Install SSL Certificate: Tomcat
Follow these instructions to install your SSL server certificate.
Overview. You will need to import two certificates into your keystore. First the root certificate
and then the SSL server certificate. Both of these certificates are included in
the body of the fulfillment email from GeoCerts. Both certificates are also available from your
GeoCerts account.
Import and Install the GeoTrust Root CA Certificate
- First you will need to install the GeoTrust Root CA Certificate into your
keystore. Copy-and-paste the root certificate from the body of the fulfillment email into
a simple text editor such as Notepad.
- Save the file to your server as
geotrustroot.pem in the same
directory where your keystore was created.

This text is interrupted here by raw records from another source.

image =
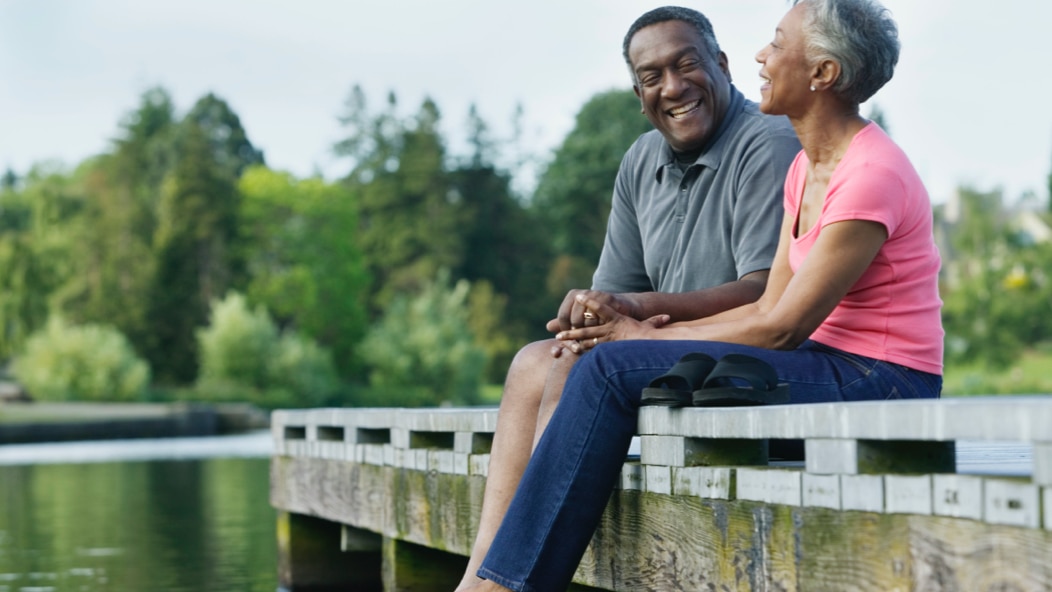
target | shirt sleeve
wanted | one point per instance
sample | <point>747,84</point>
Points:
<point>621,265</point>
<point>759,211</point>
<point>870,192</point>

- Using the java keytool command
line utility, import the root certificate
geotrustroot.pem
into your keystore using the following command:
keytool -import -alias geotrustca -keystore
mykeystore -file geotrustroot.pem
The command should be typed on one line. This command imports the GeoTrust Root CA Certificate
into the keystore named mykeystore.
Import and Install the SSL Server Certificate
- Next install your SSL Server Certificate into your
keystore. Copy-and-paste the server certificate from the body of the fulfillment email into
a simple text editor such as Notepad.
- Save the file to your server as
yourdomain.com.pem in the same
directory where your keystore was created.
- Using the java keytool command
line utility, import the SSL server certificate
yourdomain.com.pem
into your keystore using the following command:
keytool
-import -alias tomcat -keystore mykeystore -file yourdomain.com.pem The command should
be typed on one line. This command imports the SSL server certificate into the keystore
named mykeystore.
Update Your Tomcat server.xml Configuration File:
- Open
$JAKARTA_HOME/conf/server.xml in a text editor.

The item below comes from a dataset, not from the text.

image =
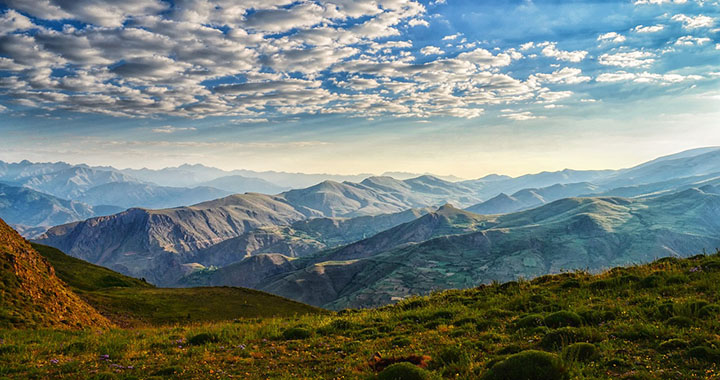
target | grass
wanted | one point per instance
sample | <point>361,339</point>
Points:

- Find the following section:
<Connector className="org.apache.catalina.connector.http.HttpConnector"
port="8443" minProcessors="5" maxProcessors="75"
enableLookups="true"
acceptCount="10" debug="0" scheme="https" secure="true">
<Factory className="org.apache.catalina.net.SSLServerSocketFactory"
clientAuth="false" protocol="TLS"
keystoreFile="/working/mykeystore"
keystorePass="password"/>
- If you want Tomcat to use the default SSL port, change all instances
of the port number 8443 to 443.
- Edit the keystoreFile and keystorePass directives to correspond
with the keystore file and password that you are using.
- Start or restart Tomcat using
the appropriate startup script (
startup.sh
for unix/linux or startup.bat for windows).
Test Your SSL Certificate
Test your SSL certificate by using a browser to connect to your server.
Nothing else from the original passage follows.